Average LOS in acute care after TBI has been used as a gross indicator of the "sickness" of the patient during the immediate, posttraumatic period. More recent studies have reported acute care stays ranging from 20 to 60 days (Lehmkulh, Hall, Mann, et al., 1993; Mackay, Bernstein, Chapman, et al., 1992; Sakata, Ostby, and Leung, 1991; Sparadeo and Gill, 1989). Unfortunately, this variable is sensitive to socioeconomic issues, which may be difficult to control when using it as an indicator of trauma severity.

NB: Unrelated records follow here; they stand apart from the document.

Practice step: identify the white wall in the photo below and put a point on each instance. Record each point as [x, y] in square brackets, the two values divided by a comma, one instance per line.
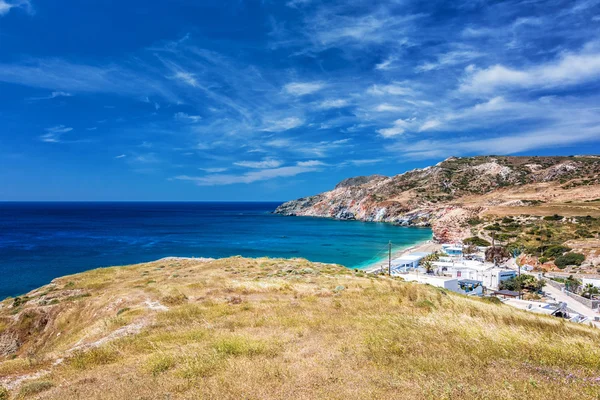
[593, 281]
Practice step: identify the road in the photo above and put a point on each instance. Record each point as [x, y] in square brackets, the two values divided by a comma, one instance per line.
[559, 296]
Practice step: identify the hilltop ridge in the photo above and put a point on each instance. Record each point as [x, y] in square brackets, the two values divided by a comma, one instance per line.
[449, 194]
[274, 328]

The above considerations reveal that the prediction of outcome based on physiologic indicators of TBI remains in a state of active development. At present, a credible attempt to control for (or match on) severity of illness should include the five best physiologic indicators described above. Older studies frequently do not use these indicators, the importance of which was not clearly established until recently.

Even today, retrospective analyses are hampered by the lack of reliability and absence of the necessary data in patient charts. Properly approaching this problem in the future will require a coordinated effort in data collection beginning at admission and continuing through rehabilitation wherein common definitions are used throughout.

Footnotes

1

Use of language in reference to people with TBI is based on a survey of current usage. "Survivor" isused through the course of a person's life. "Patient" is used when the person is an inpatient. "Client" is used in general outside the patient setting. Otherwise,"a person (or people) with TBI" is the preferred term.